Glichen sich die Berichterstattungen zu Beginn der Überschall-Ära über den Eisernen Vorhang
hinweg, in einer Zeit, in der man auf beiden Seiten davon ausging, dass technisch alles machbar
sei? Auf beiden Seiten, so scheint es, hielt man die Überschallflugzeuge nur für den Anfang einer
Entwicklung von immer höheren Geschwindigkeiten im Passagierverkehr. Interkontinental-
Passagierrakten und Atomflugzeuge wurden ernsthaft in den einschlägigen Journalen aber auch
in Schulfilmen in Erwägung gezogen.
Änderte sich die Berichterstattung in den 1970er Jahren unter dem Eindruck der Ölkrise und des
neuen Umweltbewusstseins? Gerade hier sollte man Unterschiede erwarten, da gerade
Umweltprobleme in den sozialistischen Staaten oft verschwiegen und jede Diskussion darüber
unterdrückt wurden. Und schließlich: Wo war der Kalte Krieg in der Überschalltechnik? Dass
dieser Bereich mit starken national- und machtpolitischen Emotionen aufgeladen war, hat vor
einiger Zeit für die britisch-französisch-amerikanischen Beziehungen Kenneth Owen gezeigt
(Concorde and the Americans.
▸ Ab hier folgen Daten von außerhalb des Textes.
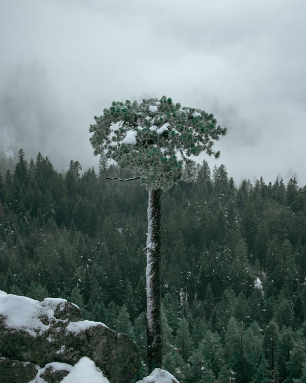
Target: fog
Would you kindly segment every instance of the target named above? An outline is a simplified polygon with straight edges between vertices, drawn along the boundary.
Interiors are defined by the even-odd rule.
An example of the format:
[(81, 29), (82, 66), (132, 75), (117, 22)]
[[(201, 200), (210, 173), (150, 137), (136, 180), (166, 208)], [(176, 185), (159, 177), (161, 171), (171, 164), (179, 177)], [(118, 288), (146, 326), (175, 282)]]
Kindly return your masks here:
[(171, 97), (213, 113), (218, 160), (239, 184), (306, 183), (306, 3), (298, 0), (2, 0), (0, 149), (61, 170), (96, 165), (93, 116)]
International Politics of the Supersonic Transport. Washington,
London 1997). Ähnliches ist für den Systemgegensatz zwischen Ost und West zu vermuten, denn
gerade im technischen Bereich sollten sich die Vorzüge des eigenen Systems bemerkbar machen.
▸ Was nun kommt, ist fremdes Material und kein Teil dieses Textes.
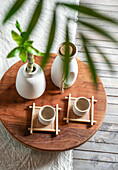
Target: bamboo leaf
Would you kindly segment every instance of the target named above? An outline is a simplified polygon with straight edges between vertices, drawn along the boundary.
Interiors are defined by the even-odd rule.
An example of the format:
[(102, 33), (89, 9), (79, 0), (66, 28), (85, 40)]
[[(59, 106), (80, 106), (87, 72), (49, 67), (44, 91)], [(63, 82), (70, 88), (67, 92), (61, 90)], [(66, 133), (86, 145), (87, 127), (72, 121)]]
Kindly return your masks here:
[(31, 46), (34, 41), (25, 41), (24, 46)]
[(86, 58), (87, 58), (87, 61), (88, 61), (88, 64), (89, 64), (91, 75), (93, 77), (93, 81), (94, 81), (95, 85), (97, 86), (97, 76), (96, 76), (95, 66), (93, 64), (92, 57), (90, 56), (89, 50), (87, 48), (87, 44), (86, 44), (87, 40), (82, 33), (80, 33), (80, 36), (82, 38), (83, 47), (84, 47), (84, 50), (85, 50), (85, 53), (86, 53)]
[(49, 52), (50, 52), (50, 49), (52, 47), (54, 37), (55, 37), (55, 32), (56, 32), (56, 14), (55, 14), (55, 11), (54, 11), (52, 24), (51, 24), (51, 28), (50, 28), (50, 33), (49, 33), (49, 38), (48, 38), (48, 44), (47, 44), (47, 47), (46, 47), (46, 53), (44, 54), (44, 57), (43, 57), (42, 62), (41, 62), (42, 68), (45, 66), (46, 62), (48, 61)]
[(23, 3), (25, 2), (25, 0), (17, 0), (14, 5), (11, 7), (11, 9), (9, 10), (9, 12), (6, 14), (4, 20), (3, 20), (3, 24), (12, 16), (15, 14), (15, 12), (20, 9), (20, 7), (23, 5)]
[(13, 30), (11, 31), (11, 34), (14, 41), (16, 41), (18, 45), (22, 45), (22, 37)]
[(19, 55), (20, 51), (22, 50), (22, 47), (16, 47), (14, 48), (8, 55), (7, 58), (12, 58), (12, 57), (16, 57), (17, 55)]
[(27, 60), (27, 52), (26, 52), (25, 49), (22, 49), (22, 50), (20, 51), (19, 57), (20, 57), (20, 59), (21, 59), (23, 62), (26, 62), (26, 60)]
[(22, 33), (22, 28), (21, 28), (21, 26), (20, 26), (20, 24), (19, 24), (18, 21), (16, 21), (15, 26), (16, 26), (16, 28), (18, 29), (18, 31), (19, 31), (20, 33)]
[(37, 56), (44, 56), (43, 53), (41, 53), (40, 51), (38, 51), (36, 48), (34, 48), (31, 45), (30, 46), (25, 46), (25, 49), (30, 54), (37, 55)]
[(66, 44), (65, 44), (65, 56), (64, 56), (64, 79), (68, 81), (69, 74), (69, 31), (68, 26), (66, 26)]
[(116, 43), (117, 41), (115, 40), (115, 38), (113, 38), (106, 30), (104, 30), (103, 28), (97, 27), (95, 25), (92, 25), (90, 23), (78, 20), (78, 22), (80, 22), (82, 25), (89, 27), (91, 29), (93, 29), (95, 32), (101, 34), (104, 37), (107, 37), (108, 39), (110, 39), (111, 41), (113, 41), (114, 43)]
[(39, 3), (37, 4), (37, 7), (34, 11), (34, 14), (31, 18), (31, 21), (28, 25), (28, 28), (27, 28), (27, 31), (26, 31), (26, 34), (24, 36), (24, 41), (27, 40), (27, 38), (29, 37), (30, 33), (32, 32), (32, 30), (34, 29), (39, 17), (40, 17), (40, 14), (41, 14), (41, 11), (42, 11), (42, 5), (43, 5), (43, 0), (40, 0)]
[(109, 59), (105, 56), (105, 54), (100, 50), (100, 48), (98, 46), (96, 46), (95, 44), (93, 44), (93, 45), (96, 48), (96, 50), (99, 52), (99, 54), (101, 54), (101, 56), (104, 58), (105, 62), (107, 63), (107, 65), (110, 68), (110, 71), (113, 72), (114, 68), (113, 68), (112, 63), (109, 61)]
[(108, 16), (105, 16), (103, 14), (101, 14), (100, 12), (97, 12), (96, 10), (89, 8), (87, 6), (83, 6), (83, 5), (74, 5), (74, 4), (67, 4), (67, 3), (57, 3), (57, 5), (64, 5), (66, 7), (69, 7), (73, 10), (78, 11), (79, 13), (83, 13), (92, 17), (96, 17), (100, 20), (104, 20), (104, 21), (108, 21), (110, 23), (113, 24), (118, 24), (118, 22)]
Daher legten westliche Autoren Wert darauf, dass die sowjetische Technologie altertümlich sei,
wenn sie aber doch fortschrittlich war, dann hielten sie dies für ein Ergebnis sowjetischer
Spionage. Östliche Autoren dagegen erwarteten, dass der Wettbewerb zwischen Frankreich,
Großbritannien und den USA ruinös werde und dass letztlich die Sicherheit der Passagiere
zugunsten rascher Gewinne vernachlässigt werde. Die sowjetische Technologie hingegen werde
als Sieger hervorgehen.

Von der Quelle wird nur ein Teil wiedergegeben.